Saturday, 08 August 2015 09:46

Five Steps to Avoid Procrastination at Work

Thanks to Achiever, Charles Cleason from North London, for his Five Steps to Avoid Procrastination at Work

Start Your Day with a Schedule
Scheduling is crucial as vagueness opens the door to the sorts of fears, doubts and distractions that may lead to procrastination.
Ideally, you’ll know how to produce a manageable schedule that focusses on the most important tasks that need completing, not the easiest!. If not, at least come up with a easy schedule that states specifically what you're going to be doing or working on each hour of the day. Attempt to produce your schedule the night before so that the act of scheduling itself doesn't itself become a sort of procrastination.

Be Prepared
The Boy Scouts got this one right. Start your day with all the data, tools, and materials required to achieve your work right out there in front of you.
That signifies everything: books, paper files, PC files, phone numbers, writing implements, even paper clips. It ought to all be available, organized and in perfect working order. (Mobile phone charged? Pencils sharpened?)
Note: If, despite repeated tries, you're unable to show up for work scheduled and prepared, that might be a sign that you've a high level of dread that's causing you to procrastinate.

Approach Your Work Without Hesitation
Show up to work on time, and get right to work on the right stuff
While practicing those actions, attempt not to hesitate. Hesitation gives your thoughts time to wander, and if you’ve got a procrastination habit, they'll frequently wander directly towards your dreads. (Now you comprehend the meaning of the proverb “he who hesitates is lost.”)
Rehearse gliding over to your desk and beginning your work with no hesitation.

Remain Calm
Strong emotions, ricochet you off your course. They likewise make it harder for you to stay centered on the present. Work, therefore, to stay calm as the clock ticks towards your start time. If you catch yourself feeling dread, anxiety or uncertainty, gently reassure yourself. (E.g., “I’m just going to write for 10 minutes – that’s all. Then I may take a break.”)
If necessary, put yourself in a little “trance” simply long enough for you to glide over to your desk and begin working, as our dreads are frequently strongest before we actually begin our work and disappear if we just persist for a couple of minutes.

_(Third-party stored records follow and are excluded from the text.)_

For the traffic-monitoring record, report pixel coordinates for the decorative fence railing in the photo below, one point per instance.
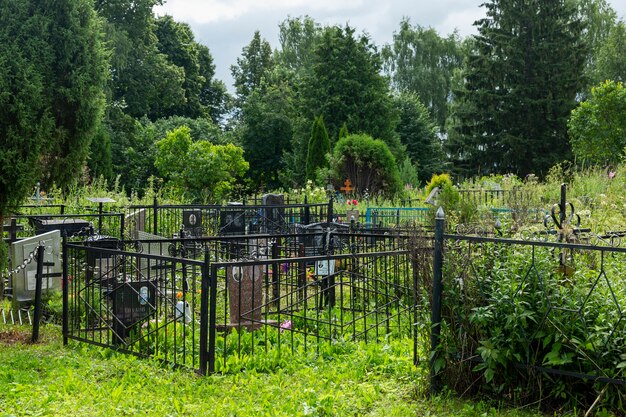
(243, 296)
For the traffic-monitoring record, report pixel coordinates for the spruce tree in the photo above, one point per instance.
(319, 146)
(520, 86)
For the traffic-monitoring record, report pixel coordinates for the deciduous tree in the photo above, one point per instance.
(597, 127)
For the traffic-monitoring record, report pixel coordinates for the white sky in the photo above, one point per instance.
(226, 26)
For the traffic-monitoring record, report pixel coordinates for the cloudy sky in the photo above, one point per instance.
(226, 26)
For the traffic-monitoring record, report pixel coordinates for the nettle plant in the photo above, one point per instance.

Don’t Make Your Work Harder Than It Is
Don’t fall into the trap of presuming that procrastination is inevitable. Popular culture likes to portray the act of production as a sort of epic battle because it makes great drama, but that’s the inappropriate model to follow. Rather, you ought to approach your work with a light touch, and the experience ought to be like play: simple, safe and fun.
If your project appears scarily huge or crucial, attempt breaking it down into small no, tiny chunks and working on those one at a time, while brushing off, for the time being, the big picture. This sounds like petty advice, but it’s essential, and many successful ambitious dreamers have learned to do this mechanically. (And don’t forget to have fun!)
Frequently, all the same, when our work isn’t fun, it’s because we’re fearful or panicked, either about the work itself or something else in our life. As you now know, attempting to work past that dread is frequently futile, particularly if the effort is accompanied by self-criticism. Our only true course is to bravely face down and explore our dreads, and the conditions surrounding them.